Muchas veces los adultos no saben el torbellino de cosas que pasan por la
cabeza de un chico, que no tiene palabras para expresar tantos miedos juntos.
Los años
me enseñaron a que yo no tuve nada que ver con las decisiones de los adultos y
que tal vez, mi padre, no era un tipo feliz. Y descubrí con los años que terminé
agradeciéndole la decisión de no volver a vernos, de dejarnos en paz, y
evitándonos el tira y afloja que veo en algunas parejas que usan a los hijos de
botín de guerra. Aunque, reconozco, que
siempre fue raro que junto con mi padre, mi abuela paterna, sus hermanas y
hermanos, primos de su parte, desaparecieran como por arte de magia, siendo que
hasta un par de meses antes venían casi todos los fines de semana a comer a
casa y siendo que mi abuela y mis tías vivían a 15 cuadras de casa.
Fue raro
crecer sabiendo que en algún lugar estaban todos ellos, que te los podías
cruzar en cualquier momento, y, sin embargo, nunca nadie movió un pelo para
saber si estábamos bien, o si necesitábamos algo. Fue raro y un trabajo muy
duro despojarme de miedos y culpas,
aprender a quererme desde otro aspecto y conseguir convertirme en una
hija digna para esa leona de madre que me había tocado en suerte.
Habían
pasado casi 30 años cuando una noche de septiembre, un sábado, llamaron por
teléfono a casa. Mi hermano atendió y me avisó que pedían por mí (el fijo está
a mi nombre). Respondí y del otro lado de la línea, una mujer preguntaba si
éramos los hijos de “Fulano de tal”. Me salió decirle que no, así, sin
pensarlo, mientras me explicaba que él estaba internado y que los médicos le
daban pocas horas de vida y que estaba buscando a la familia, también me
preguntó si sabía en dónde vivía “la señora”. Casi se me escapa decirle que “la
señora” era la persona con quien había convivido esos últimos 30 años, pero
solo le dije que no sabía quién era, que se trataba de una coincidencia de
apellido y que lamentaba mucho lo ocurrido pero que no podía ayudarla.
Corté. En
casa discutimos bastante. Mamá quería ir a verlo, para preguntarle por qué se
olvidó de sus hijos. Me negué rotundamente. No quería que, cuando ella entrara
a la habitación, a él le diera un ataque, se muriera y con el ruido de los
aparatos y el susto, ella se muriera detrás de él. Fue una etapa dura, porque
además surgía el tema de la “herencia”, cosa que a mí no me interesaba. Si
había vivido todo ese tiempo sin su dinero, podía seguir haciéndolo tranquilamente.
En
soledad me preguntaba si había actuado igual que él, nunca se lo dije a nadie,
jamás lo manifesté, pero estuve un buen tiempo cuestionando mi decisión. Hasta
que una frase me retumbó en la memoria, algo que le había dicho a esa mujer que
llamó a casa: “mi padre murió hace treinta años”. Era verdad, ese que estaba en
el hospital era un desconocido, alguien que yo no sabía quién era, porque jamás
supe quién había sido mi papá. Solo un nombre, un apellido y los primeros 10
años de mi vida.
Hice un
ejercicio espiritual, me imaginé hablando con él y le pedí perdón, también lo perdoné, quizás porque a veces seguimos
modelos que nos imponen y yo conocía la historia familiar en la que se le
reprochaba tener 26 años y “no sentar cabeza” (si, hace casi 60 años, si no te
estabas casado para esa edad, eras un tiro al aire, un tarambana, etc, etc).

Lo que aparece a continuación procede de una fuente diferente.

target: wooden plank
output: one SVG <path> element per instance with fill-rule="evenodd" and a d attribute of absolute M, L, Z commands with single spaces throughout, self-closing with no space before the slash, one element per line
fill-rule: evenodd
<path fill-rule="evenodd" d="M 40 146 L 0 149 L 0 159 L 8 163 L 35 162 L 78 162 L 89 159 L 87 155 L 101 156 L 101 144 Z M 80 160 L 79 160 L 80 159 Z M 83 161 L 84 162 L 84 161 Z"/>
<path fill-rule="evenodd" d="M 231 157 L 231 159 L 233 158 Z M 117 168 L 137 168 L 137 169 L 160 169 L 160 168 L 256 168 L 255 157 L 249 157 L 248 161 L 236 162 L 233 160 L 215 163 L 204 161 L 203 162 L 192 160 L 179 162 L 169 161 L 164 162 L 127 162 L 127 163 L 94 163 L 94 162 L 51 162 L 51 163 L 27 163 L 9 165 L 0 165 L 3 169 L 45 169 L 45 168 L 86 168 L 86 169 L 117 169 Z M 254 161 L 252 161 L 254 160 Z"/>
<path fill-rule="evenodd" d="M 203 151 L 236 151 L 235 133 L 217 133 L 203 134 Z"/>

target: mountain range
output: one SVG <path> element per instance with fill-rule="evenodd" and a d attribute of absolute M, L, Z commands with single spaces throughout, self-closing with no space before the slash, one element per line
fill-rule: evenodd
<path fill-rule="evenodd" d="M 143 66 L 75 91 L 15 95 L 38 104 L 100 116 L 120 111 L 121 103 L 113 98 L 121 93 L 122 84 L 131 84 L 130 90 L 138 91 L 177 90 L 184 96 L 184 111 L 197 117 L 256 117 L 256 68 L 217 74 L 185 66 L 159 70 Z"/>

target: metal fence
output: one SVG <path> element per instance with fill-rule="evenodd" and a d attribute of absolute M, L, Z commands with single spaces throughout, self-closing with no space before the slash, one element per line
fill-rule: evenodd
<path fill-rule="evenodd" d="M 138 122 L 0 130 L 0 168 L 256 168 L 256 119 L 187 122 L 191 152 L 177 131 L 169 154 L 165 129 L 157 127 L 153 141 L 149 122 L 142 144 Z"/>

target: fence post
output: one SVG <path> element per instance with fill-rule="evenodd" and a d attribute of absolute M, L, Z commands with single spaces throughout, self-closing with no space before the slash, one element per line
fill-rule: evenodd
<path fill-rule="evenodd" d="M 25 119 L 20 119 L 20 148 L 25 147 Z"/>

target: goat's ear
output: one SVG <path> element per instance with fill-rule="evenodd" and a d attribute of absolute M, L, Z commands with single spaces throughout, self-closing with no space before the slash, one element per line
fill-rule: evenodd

Tal vez porque mi madre no tuvo carácter para dejarlo cuando tuvieron algunos
problemas en su noviazgo, porque ella soñaba con tener su familia y no supo
elegir a quien iba a ser su compañero de vida. Todas malas decisiones, tomadas
por razones que no tenían nada que ver con el amor.
No es
fácil escribir o hablar de todo esto, no es fácil escarbar en las cosas feas de
la vida y contarlas, exponiendo nuestros sentimientos más profundos. Pero todo
esto, también, forma parte de nuestra historia y, como tal, debe ser contada,
para liberarnos de lo que nos pueda llegar a pesar.